In between the two tours, The Cure’s Lol Tolhurst volunteered to produce their debut album And Also The Trees (imaginative title, huh?), which came out early last year on the Reflex label. By now John Peel had caugth up on the action and the band were offered a session on his show. This, and their renewed exposure with The Cure, along with highly favourable LP reviews (check out Twilight’s Pool and So This Is Silence ) meant that AATT were, almost unwillingly, reaching people at last.

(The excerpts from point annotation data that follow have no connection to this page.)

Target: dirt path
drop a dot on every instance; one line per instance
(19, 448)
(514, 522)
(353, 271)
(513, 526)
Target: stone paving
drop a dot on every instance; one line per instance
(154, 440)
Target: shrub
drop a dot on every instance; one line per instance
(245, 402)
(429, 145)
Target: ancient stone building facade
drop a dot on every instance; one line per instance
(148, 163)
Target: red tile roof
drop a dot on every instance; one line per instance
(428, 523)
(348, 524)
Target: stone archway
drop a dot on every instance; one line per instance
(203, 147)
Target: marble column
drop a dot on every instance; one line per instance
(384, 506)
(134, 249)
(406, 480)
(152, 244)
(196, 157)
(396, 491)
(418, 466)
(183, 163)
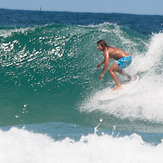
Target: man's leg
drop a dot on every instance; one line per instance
(112, 70)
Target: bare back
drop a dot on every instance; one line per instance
(116, 53)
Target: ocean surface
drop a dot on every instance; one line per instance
(49, 88)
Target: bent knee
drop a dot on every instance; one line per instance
(110, 70)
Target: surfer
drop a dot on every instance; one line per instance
(123, 61)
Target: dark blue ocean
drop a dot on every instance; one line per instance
(50, 88)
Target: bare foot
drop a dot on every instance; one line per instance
(117, 88)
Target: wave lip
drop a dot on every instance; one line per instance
(32, 147)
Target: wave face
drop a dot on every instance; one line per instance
(49, 88)
(49, 74)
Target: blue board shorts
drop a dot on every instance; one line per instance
(124, 62)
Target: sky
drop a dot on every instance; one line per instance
(145, 7)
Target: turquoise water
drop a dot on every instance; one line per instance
(50, 88)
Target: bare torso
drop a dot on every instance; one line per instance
(115, 53)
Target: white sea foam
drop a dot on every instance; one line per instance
(144, 101)
(22, 146)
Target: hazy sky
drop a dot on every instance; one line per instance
(151, 7)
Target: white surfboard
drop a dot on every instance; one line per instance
(109, 94)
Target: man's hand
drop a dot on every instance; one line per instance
(101, 76)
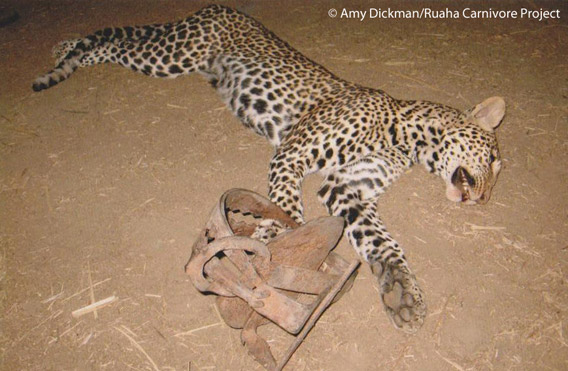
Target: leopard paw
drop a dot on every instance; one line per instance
(403, 298)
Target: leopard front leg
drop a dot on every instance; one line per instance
(352, 192)
(287, 171)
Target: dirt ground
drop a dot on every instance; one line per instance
(107, 178)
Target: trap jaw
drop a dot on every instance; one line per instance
(258, 282)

They’re not too good at selling themselves, these strange Tree people. Simon mumbles gently through his fringe and stares fixedly at a spot on the floor, while Justin, pallidly, Dickensian and absurdly vague, seems to inhabit a permanent daydream. That Vagabond Sweeting described their new single, A Room Lives In Lucy as “repetitive melodrama” in a “Banshees/Cure mould” which is enough to put anyone off them for life! To be honest, they do stray a little close to familiar territory, but I think they’ve developed enough individuality to outgrow comparisons. Their best songs are simple, vaguely ephemeral and strangely disquieting. Witness There Was A Man Of Double Deed – the new single’s b-side, a song fair bursting with fey and and mystical imagery.
“The words come from a kind of folk poem that our granny used to tell us”, Simon smiles quietly. “I suppose there is something a bit menacing about it.”

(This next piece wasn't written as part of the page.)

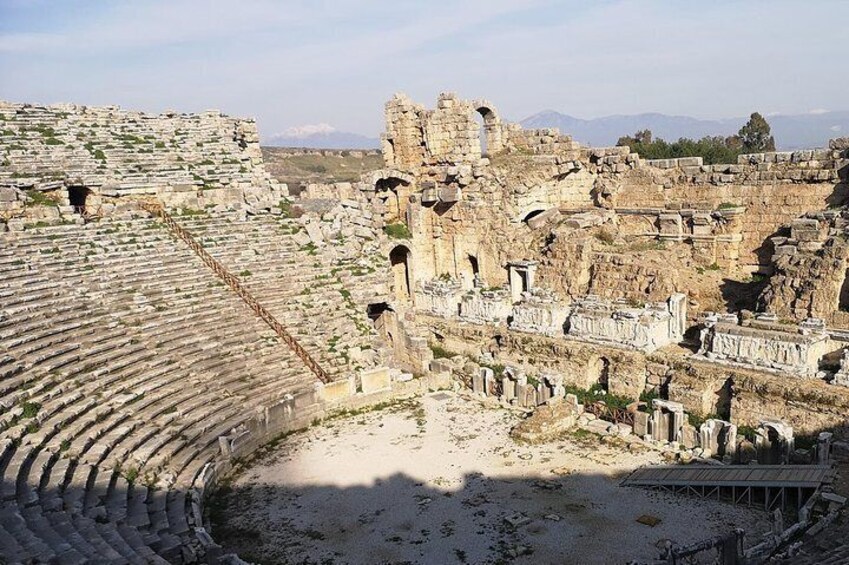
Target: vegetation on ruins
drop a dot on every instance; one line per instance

“It’s unfortunate that people associate us with The Cure so much”, Simon sighs wearily, “because we’ve supported them a lot, we were black clothes and Lol produced our album. If we’d played with The Bunnymen and Les had done the LP, people would undoubtedly be slotting us in with them. I think it’s indicative of how narrow minded people are generally that they have to make constant associations.”
Simon and Justin’s favourite album is Forever Changes by Love – which is probably an irrelevant point, but may come as some surprise to those who’ve slotted them conveniently under the D for doom heading.
“I listen to old records mostly”, Simon murmurs. “I don’t think we’re very aware of what’s fashionable and I’d really prefer to shut myself up in my bedroom with some Doors’ records than be going out to gigs in London every night.”
I ask them if they had to choose one song to do as a cover version, which one would it be. This seems to flummox them for a few minutes.
“I can’t play anyone else’s music. I just can’t.” Justin muses. “I taught myself to play guitar and I canonly play what we write. I think the only number I could possibly play, the only one we could ever cover, would be I Wanna Be Your Dog by The Stooges.”